Sunday, November 7, 2010

Sustainable business & profitable business: hand-in-hand?

 My previous post here at the Wine on Deck blog was all about the challenge of doing business in a "sustainable" manner within our current global marketplace.  Today's U.S. MBA graduates and entrepreneurs (I count myself among them) are all on board, and they think it can be done.  But can it? 

I posit that it's not at all easy to make a profit with a "zero footprint" business model.  Especially when the rest of the players in the global marketplace don't think it's important to consider the environment and nearby populations when competing for market share.



Rather, I suggest that "sustainable business and profitable business go hand-in-hand with customers who demand the best".   It's my mission, through Wine on Deck, to prove that this is true.  Customers who demand the best - and that includes the best treatment of people and planet - are the fundamental driving force behind sustainable or green businesses' profitability.  Without going into a full discussion of how products are brought to market, and what makes a product a success or a failure - I'll just remind the reader that, at the end of the day, it's the customer who puts down the cash for a product.  And that cash is the life blood of any business.

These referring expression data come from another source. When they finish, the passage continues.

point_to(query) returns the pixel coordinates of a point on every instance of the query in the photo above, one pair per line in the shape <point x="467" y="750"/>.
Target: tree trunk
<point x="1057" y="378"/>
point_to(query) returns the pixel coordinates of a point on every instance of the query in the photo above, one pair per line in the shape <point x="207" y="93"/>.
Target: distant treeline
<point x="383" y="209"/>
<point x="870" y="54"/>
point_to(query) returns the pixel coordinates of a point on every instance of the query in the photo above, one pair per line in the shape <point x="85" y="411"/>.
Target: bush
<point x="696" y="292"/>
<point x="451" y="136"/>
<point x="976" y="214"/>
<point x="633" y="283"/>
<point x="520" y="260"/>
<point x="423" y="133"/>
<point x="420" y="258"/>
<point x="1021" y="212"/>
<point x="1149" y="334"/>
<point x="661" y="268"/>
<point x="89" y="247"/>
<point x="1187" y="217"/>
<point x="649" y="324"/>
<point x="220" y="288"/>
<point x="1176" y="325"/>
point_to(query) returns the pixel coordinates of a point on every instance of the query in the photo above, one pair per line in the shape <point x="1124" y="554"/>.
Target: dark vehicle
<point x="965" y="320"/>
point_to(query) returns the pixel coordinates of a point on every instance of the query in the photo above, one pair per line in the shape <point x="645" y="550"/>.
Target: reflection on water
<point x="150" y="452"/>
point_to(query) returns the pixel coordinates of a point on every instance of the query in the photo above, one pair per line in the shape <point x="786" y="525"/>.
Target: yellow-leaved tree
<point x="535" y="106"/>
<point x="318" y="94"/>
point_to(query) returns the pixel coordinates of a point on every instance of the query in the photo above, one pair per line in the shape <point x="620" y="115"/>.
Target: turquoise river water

Customers who demand low prices aren't demanding that their purchase be kind to the Earth.  And companies that compete in selling low-priced goods can't possibly bear the extra expense of environmental or social responsibility without sacrificing their margins or raising their prices.  Either way, such a company would eventually disappear.

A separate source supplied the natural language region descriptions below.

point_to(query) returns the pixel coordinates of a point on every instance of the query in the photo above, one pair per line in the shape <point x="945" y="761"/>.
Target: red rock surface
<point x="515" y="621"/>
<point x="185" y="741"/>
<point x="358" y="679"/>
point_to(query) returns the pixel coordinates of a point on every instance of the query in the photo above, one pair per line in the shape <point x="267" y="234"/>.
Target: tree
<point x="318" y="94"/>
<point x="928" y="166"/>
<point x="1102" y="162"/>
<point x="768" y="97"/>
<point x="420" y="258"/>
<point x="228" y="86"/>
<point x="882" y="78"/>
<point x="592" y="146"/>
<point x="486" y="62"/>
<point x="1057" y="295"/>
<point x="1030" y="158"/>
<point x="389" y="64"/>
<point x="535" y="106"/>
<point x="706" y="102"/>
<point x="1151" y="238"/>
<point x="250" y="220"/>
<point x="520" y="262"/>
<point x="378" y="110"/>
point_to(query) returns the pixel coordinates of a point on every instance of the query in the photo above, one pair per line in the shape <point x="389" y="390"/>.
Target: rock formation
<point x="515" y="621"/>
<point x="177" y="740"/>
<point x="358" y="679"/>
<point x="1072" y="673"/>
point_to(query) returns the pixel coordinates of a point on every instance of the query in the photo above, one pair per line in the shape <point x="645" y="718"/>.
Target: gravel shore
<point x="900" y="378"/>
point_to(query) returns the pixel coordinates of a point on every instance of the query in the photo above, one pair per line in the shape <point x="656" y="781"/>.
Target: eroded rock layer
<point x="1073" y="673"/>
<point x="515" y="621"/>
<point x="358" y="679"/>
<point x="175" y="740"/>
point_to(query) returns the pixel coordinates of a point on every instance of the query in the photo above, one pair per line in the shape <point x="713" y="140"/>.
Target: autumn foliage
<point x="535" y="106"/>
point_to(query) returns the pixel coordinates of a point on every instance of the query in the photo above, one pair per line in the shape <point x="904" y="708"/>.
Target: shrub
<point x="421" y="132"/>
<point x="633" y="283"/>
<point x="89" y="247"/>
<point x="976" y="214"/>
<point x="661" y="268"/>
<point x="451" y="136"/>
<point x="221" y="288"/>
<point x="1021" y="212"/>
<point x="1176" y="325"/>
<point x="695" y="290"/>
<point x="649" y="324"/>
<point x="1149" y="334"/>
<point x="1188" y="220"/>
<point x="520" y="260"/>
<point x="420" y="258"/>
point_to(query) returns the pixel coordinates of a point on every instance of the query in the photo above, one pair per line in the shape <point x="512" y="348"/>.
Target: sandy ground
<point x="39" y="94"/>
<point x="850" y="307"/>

Let's step one rung up the ladder now, and look at how companies buy from their vendors.  Every company has a choice when it comes to sourcing what they need to make their products.  Again, a company striving to create the lowest-priced goods can't afford to pay extra for "green" materials.

A simple example from Wine on Deck is a good illustration: the saw-tooth bits we use to bore the holes in our Wine Wings cost about $9.  They're made in China from steel and carbide.  Each bit can cut roughly 200 holes before it needs to be either replaced or sharpened.  Our local sharpening shop will sharpen the bits - for $14.  If Wine on Deck were seeking to sell our Wine Wings at the lowest possible price, we'd never sharpen the bits.  We'd just throw them away and buy new ones, saving $5.  But we price our Wine Wings at a premium, in part so we can afford to pay the $14 to have our bits sharpened.

As company CEO, I'm proud to support the local craftspeople at our local sharpening shop.  I like it that our money is staying in Massachusetts, and the money is going towards paying a person to work.  It's a lot better, in my view, to do this, rather than demand yet more iron ore be ripped from the earth, then formed in a factory in China.  In this small way, Wine on Deck is doing our business responsibly and sustainably.  But Wine on Deck will go out of business unless there are customers who are willing to pay the extra money for local sharpening instead of foreign mining.

This is why customers drive sustainability.  Are you this kind of customer?